If I say to a patient “This patient has a risk in the credible interval 3-22%” how can I validate that this interval has a grounding in actual model performance? Would the patient-specific risk really fall in this interval with some rate? Can I monitor my model for underconfidence/overconfidence? Does it correspond to anythin that can be empirically tested?

It seems to me there is no way to do this. Is there some literature or other point I have missed?

davidcnorrismd · October 2, 2025, 8:36pm

Reminds me of famous quote. "Doctors say that Nordberg has a 50/50 chance of living, though there's only a 10 percent..." - The Naked Gun: From the Files of Police Squad! quote

ludvighult · October 4, 2025, 9:58pm

An excellent quote.

ehudk · October 9, 2025, 7:57am

Sounds like maybe some extension of probability calibration curves may help?

First, I will just say that I believe it’s not possible to test the coverage for a specific patient, because that patient is a single realization from the underlying stochastic process of the world, and you can’t get any statistics about them.
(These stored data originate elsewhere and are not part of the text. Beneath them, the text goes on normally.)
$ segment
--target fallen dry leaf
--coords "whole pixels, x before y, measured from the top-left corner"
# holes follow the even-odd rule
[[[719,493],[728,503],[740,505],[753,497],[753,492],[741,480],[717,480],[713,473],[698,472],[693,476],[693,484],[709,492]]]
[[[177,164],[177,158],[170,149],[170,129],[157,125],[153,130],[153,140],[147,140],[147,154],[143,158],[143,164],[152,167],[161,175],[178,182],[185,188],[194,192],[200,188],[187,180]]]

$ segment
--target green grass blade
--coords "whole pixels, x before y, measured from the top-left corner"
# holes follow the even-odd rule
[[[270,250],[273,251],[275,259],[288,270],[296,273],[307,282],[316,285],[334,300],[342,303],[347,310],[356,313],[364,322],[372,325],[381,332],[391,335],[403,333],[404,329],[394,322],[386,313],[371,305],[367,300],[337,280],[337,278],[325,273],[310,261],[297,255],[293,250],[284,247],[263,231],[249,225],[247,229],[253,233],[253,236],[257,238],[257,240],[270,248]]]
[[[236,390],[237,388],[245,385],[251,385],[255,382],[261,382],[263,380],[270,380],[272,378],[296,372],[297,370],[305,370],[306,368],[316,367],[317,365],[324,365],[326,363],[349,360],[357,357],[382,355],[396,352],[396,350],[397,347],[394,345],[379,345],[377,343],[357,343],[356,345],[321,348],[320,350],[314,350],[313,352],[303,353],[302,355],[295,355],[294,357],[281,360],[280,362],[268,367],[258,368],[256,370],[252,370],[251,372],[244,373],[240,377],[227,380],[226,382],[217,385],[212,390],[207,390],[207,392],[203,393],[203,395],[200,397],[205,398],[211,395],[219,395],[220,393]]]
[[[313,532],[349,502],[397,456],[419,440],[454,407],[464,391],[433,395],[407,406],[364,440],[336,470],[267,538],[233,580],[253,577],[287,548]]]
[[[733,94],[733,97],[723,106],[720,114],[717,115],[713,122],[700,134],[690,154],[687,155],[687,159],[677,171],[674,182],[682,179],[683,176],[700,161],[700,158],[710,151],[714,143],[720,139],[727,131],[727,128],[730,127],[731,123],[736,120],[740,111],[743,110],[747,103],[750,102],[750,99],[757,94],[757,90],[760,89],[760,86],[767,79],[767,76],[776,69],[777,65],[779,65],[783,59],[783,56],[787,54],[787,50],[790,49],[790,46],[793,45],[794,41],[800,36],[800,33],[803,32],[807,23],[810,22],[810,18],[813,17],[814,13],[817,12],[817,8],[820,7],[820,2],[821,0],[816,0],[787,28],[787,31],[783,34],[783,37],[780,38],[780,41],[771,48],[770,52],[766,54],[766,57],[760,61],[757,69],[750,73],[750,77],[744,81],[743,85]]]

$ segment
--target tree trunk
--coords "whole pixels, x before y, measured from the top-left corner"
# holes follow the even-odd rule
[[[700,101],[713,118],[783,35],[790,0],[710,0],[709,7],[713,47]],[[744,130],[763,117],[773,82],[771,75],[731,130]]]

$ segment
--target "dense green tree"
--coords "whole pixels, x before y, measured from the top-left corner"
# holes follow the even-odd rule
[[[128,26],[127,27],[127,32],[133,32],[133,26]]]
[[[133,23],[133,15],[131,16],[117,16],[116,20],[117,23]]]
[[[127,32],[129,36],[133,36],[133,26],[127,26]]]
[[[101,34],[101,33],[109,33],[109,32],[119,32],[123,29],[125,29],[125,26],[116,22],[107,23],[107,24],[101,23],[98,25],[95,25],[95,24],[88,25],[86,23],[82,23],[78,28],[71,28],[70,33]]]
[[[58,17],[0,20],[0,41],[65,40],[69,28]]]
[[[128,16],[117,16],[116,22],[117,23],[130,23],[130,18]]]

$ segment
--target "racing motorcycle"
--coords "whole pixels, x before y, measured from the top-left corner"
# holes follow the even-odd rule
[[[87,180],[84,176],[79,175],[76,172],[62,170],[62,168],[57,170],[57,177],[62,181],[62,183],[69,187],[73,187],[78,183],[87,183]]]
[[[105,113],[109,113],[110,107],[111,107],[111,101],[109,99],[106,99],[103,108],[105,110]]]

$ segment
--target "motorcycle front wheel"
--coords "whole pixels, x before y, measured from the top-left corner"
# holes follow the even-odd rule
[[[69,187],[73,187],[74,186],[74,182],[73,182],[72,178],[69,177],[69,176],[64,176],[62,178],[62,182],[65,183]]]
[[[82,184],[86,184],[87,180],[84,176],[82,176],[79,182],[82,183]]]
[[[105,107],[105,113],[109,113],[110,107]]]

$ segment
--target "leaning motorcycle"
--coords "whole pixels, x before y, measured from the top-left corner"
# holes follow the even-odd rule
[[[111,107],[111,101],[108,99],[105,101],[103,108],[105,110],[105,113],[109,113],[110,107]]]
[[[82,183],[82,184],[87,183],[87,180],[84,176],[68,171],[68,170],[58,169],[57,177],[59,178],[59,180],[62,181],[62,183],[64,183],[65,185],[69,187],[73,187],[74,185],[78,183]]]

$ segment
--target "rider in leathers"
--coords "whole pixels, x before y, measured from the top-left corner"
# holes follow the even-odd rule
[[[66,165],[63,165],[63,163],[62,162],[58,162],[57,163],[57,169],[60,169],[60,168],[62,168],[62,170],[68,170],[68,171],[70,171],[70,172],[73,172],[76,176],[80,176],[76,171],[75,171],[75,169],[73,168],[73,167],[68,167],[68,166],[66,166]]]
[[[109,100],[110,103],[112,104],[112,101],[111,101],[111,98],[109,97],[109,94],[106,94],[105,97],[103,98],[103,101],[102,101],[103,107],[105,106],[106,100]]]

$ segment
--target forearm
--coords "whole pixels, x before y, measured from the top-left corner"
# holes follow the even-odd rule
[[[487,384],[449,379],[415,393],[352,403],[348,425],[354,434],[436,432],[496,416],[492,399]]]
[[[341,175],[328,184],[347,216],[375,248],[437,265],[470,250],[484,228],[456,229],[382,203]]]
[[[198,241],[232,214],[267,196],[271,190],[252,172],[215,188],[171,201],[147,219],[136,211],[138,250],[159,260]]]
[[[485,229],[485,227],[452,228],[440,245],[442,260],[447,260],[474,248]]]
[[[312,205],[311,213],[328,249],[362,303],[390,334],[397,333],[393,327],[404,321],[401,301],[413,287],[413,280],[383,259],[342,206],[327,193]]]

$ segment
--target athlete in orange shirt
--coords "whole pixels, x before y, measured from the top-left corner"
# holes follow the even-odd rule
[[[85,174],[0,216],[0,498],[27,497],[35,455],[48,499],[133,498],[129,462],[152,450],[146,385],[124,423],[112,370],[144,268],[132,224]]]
So the only way to have multiple realizations of the same patient is if you simulate data and compare your fitted posterior distribution with the simulation distribution.

But, since I figure you’re looking to evaluate your model on your actual real data, what I think might be helpful is the literature around probability calibration, see this van Calster et al. for example.
There are very coarse calibration checks, which I’m assuming you already know how to test for (for example, take a test set / out of bag set, and test if the observed rate is covered by the average of your prediction).
So I believe you might want to focus on finer-detailed calibration curves, but the tricky part is how to extend it from point estimations (means) to credible intervals.
So It won’t give you the coverage for a specific patient, but you can say something like “for all patients whose credible interval was in range x, x’% of them actually had the outcome”, and therefore group similar patients (similarly likely to have an outcome) together.
however, because I can’t come up with a method to group intervals together right now, one approach would be to test the calibration of the edges of the credible interval, somewhat similar for asserting the calibration of quantile regression. If both ends and the center of your interval are properly calibrated, that would be reassuring.